Belediye diye diye
Seçimden sonra belediyeler teker teker yeni yönetimlerine geçerken, her noktadan ayrı bir borç, yolsuzluk, gereksiz harcama ve duşakabin fışkırıyor. Belediyelerin toprağını sıksan masrafmış da bilememişiz. Lüks makam odalarının içinde başka odalar, binanın içinde parmak iziyle girilebilen şark odası gibi sohbet odaları, aklınıza gelecek ve gelemeyecek binbir türlü masraf, maaşlar dolusu zevkten uzak dekorasyon detayı…
Haliyle milletçe dolandırılmanın her boyutuna alıştığımız için, her geçen gün başka bir dolandırılma yöntemi ile karşı karşıya gelmemize rağmen, adeta kuantum fiziğinin gizemli bilinmezleri gibi yeni bir dolandırılma tekniğiyle göz göze geliyoruz. Belediyelerin de maaşallahı varmış, fantastik kuntastik ne kadar vakıf, cemaat varsa besledikçe beslemişler. Memleket zaten cemaatlerin ve tarikatların yeniden şahlandığı bir petri tabağına dönüştü. Deneysel olsun diye besledikçe besledikleri cemaat tarafından tokatlanmaya çalışan ve sonrasında “Kandırılmışız kanki” açıklamasıyla halkından özür dileyen muazzam bir iktidarla sınanıyoruz yıllardır. Zaten çok değişik bir teknikle memleket yönetmeye çalıştıkları için akılcılık yerine “Kanki bi saniye bir şey deniyorum” tekniğiyle, gün geldi şıp şıp gözlü damattin, gün geldi lazer gözlü Nebottin, birbirinden ilginç karakterlerle şu anda geldiğimiz nokta noktasında bir dolar etti mi 32,5 Türk parası?
∗∗∗
Bizim bizden başka dostumuz yok, hatta biz bile bize dost değiliz. Bu satırları yazdığım 23 Nisan’ı yıllarca kutlamamak için “Kutlu Doğum Haftası” adı altında yere göğe sığdıramadıkları cemaat liderlerinin doğum gününe selam söyleyen nazlı yarlar, şimdilerde sessize almış kendilerini. Aslında bu ekip zaten nerede canlı varsa orada. Eskiden biraz daha idealist gibilermiş. Sonrasında para ve güç geldikçe, eğitimsiz ve vizyonsuz kafaların zaten nereye evrilebileceğini tahmin etmek çok da zor değil. Maksimum vizyon Mercedes S serisi ya da koltuktan ısıtmalı Maybach… Zaten koltuğa vücudun değdiği nokta çok önemli, aman soğumasın, hep sıcak kalsın…
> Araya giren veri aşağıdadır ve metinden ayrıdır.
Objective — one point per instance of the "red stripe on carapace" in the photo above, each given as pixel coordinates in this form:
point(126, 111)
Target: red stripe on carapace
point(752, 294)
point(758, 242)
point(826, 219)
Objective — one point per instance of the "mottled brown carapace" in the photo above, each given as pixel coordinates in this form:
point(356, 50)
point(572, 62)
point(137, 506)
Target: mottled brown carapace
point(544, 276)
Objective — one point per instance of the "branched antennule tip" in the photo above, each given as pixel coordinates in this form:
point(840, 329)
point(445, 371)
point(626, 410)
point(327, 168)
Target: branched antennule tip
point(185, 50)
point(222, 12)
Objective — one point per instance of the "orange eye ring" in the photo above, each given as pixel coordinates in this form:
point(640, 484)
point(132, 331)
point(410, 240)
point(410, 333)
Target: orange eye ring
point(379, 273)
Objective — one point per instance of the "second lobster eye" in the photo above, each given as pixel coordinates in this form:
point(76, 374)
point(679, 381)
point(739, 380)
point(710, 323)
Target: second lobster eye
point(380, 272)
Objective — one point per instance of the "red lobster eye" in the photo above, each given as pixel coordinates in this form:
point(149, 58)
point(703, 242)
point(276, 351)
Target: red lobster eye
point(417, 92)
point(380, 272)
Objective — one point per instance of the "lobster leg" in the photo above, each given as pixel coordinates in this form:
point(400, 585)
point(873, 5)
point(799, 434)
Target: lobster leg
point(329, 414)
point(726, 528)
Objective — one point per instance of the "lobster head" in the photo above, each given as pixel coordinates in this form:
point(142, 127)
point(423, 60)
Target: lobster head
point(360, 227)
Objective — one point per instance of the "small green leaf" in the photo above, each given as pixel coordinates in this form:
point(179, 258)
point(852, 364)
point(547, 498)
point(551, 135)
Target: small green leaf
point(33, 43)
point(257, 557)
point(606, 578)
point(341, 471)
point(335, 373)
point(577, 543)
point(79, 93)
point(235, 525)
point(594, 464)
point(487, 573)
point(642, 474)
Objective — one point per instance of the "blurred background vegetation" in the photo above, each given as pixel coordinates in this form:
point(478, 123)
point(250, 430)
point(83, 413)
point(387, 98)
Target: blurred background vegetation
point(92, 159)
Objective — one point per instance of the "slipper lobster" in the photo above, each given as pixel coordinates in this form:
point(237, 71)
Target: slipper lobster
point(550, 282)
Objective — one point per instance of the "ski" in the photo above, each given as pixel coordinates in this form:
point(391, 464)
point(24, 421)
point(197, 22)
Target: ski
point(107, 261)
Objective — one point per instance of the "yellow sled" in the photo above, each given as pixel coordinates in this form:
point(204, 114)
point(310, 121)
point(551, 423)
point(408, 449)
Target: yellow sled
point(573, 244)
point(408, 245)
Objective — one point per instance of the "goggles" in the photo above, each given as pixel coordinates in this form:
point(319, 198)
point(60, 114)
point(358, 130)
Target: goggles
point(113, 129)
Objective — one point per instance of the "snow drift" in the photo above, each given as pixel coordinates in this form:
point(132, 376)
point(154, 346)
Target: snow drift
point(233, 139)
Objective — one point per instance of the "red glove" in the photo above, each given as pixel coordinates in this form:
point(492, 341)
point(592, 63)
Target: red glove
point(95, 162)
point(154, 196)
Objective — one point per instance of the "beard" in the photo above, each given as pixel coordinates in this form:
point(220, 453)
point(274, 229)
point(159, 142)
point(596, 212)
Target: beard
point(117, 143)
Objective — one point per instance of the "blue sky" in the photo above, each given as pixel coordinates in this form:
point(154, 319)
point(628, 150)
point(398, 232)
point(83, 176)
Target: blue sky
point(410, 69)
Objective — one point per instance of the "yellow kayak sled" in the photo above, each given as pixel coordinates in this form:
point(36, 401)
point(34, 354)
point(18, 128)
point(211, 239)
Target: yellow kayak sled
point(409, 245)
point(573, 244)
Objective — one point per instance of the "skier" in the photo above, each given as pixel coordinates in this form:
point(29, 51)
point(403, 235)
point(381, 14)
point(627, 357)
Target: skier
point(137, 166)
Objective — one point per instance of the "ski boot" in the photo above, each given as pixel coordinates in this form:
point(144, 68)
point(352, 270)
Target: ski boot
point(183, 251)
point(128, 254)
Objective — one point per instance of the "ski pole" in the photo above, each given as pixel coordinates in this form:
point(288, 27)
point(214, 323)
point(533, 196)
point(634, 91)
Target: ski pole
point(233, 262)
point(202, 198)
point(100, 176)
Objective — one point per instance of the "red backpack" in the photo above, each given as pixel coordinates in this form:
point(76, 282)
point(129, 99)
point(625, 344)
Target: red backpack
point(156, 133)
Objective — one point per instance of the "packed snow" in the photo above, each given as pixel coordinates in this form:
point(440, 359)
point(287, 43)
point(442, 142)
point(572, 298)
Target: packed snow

Bugün 23 Nisan, mesela ülkenin meclisinin kurulduğu acayip önemli bir milli gün. Hadi bakalım tahmin edelim kimler yine meclise gelmedi. Aman şaşırmayın, cemaat lideri cenazesinde kendilerini görürseniz şaşırmayın. Çünkü bu işler böyle yürüyor. Yani yürüyor derken, geriye doğru yürüyor, yani geriliyoruz hem de geriliyoruz. Millet gergin.
∗∗∗
Gergin ve yaşlılardan bir türlü kurtulamıyoruz. Normalde evde dedeliğinin doktorasını yapması gereken amcalar hala memleket halleri hakkında hönküre hönküre bağırıyor, gerildikçe geriliyor yaşlı yaşlı adamlar. Amcacım, hadi artık kenara çekil de yolumuza bakalım. Yürüyen merdivende solda elinde valizle duran yaşlı amca gibi geleceğimizin önüne set kurmuşlar, bir türlü ilerletmiyorlar. Laf etsen, o da olmaz. Ben metroda, metrobüste görürsem, yer veririm. En azından benim yerime çöksün de başkasına laf etmesin.
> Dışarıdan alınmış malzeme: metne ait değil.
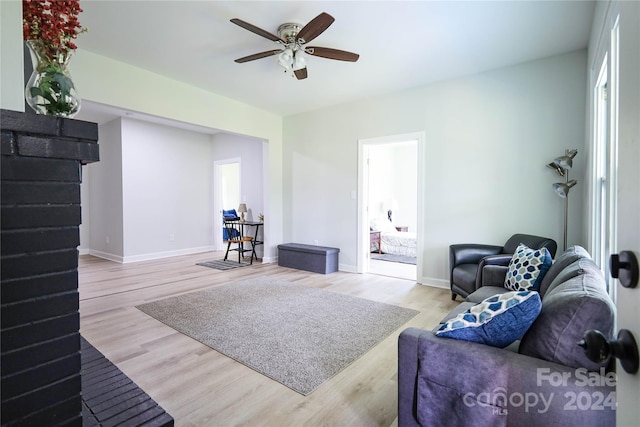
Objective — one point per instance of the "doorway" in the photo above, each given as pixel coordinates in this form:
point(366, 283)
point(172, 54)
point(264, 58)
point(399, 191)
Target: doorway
point(390, 193)
point(226, 192)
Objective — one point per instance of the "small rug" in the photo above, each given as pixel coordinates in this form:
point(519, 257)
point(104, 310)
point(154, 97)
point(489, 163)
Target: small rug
point(393, 258)
point(220, 264)
point(297, 335)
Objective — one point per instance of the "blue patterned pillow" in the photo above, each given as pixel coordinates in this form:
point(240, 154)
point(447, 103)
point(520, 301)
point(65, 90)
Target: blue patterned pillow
point(527, 268)
point(497, 321)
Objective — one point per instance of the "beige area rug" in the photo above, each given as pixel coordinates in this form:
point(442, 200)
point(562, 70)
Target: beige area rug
point(297, 335)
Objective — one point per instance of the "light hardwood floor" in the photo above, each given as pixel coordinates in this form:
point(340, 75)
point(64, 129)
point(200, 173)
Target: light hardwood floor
point(200, 387)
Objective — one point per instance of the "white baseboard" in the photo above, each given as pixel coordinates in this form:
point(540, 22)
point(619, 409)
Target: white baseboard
point(105, 255)
point(167, 254)
point(436, 283)
point(151, 256)
point(347, 268)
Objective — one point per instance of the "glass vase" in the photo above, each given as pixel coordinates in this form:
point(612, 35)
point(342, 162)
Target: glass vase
point(50, 90)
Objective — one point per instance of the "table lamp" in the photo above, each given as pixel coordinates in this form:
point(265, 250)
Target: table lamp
point(242, 209)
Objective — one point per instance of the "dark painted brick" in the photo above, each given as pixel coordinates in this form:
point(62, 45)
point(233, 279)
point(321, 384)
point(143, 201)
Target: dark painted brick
point(35, 193)
point(55, 148)
point(24, 335)
point(111, 388)
point(21, 313)
point(86, 131)
point(47, 396)
point(163, 420)
point(40, 376)
point(7, 143)
point(17, 266)
point(114, 407)
point(36, 169)
point(39, 240)
point(68, 414)
point(14, 217)
point(28, 123)
point(27, 288)
point(27, 357)
point(126, 416)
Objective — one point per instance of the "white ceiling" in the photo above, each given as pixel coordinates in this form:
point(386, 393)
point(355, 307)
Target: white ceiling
point(402, 44)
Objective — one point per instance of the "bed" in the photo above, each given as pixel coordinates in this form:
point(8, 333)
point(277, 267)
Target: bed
point(392, 241)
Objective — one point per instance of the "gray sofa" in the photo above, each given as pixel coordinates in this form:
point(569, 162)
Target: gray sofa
point(544, 379)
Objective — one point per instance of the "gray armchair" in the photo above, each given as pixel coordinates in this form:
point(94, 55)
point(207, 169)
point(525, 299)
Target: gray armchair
point(467, 260)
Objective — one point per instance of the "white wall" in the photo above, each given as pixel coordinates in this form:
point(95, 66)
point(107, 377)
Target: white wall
point(393, 178)
point(628, 191)
point(121, 85)
point(11, 62)
point(167, 194)
point(249, 150)
point(104, 207)
point(488, 139)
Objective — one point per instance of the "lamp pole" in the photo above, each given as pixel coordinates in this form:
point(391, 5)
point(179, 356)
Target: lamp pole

Ülkenin en güzel bayramlarından birini ısrarla geleceğe dair umutları soldurmadan, sarartmadan yaşamak lazım. Dedelerin devri geçti ama hala çocuklar büyüyemedi. Çocukların yeterli beslenemediği, güdük kaldığı, dedelerin ise semirdikçe semirip, herkesin malına mülküne göz dikmesi bir yana bir belediyeyi sevmekle başlayacak belki her şey.
Ya bir de hep aklımda neresi var. Ülkenin en büyük belediye binasının içinde neler var, onu çok merak ediyorum. Bir gün gelecek onu da gezebilecek miyiz? Nasıl malzemeler kullanılmış, ne kadar masraf yapılmış. O binayı çok merak ediyorum. Neyse ya, benimki de lafın çoğu.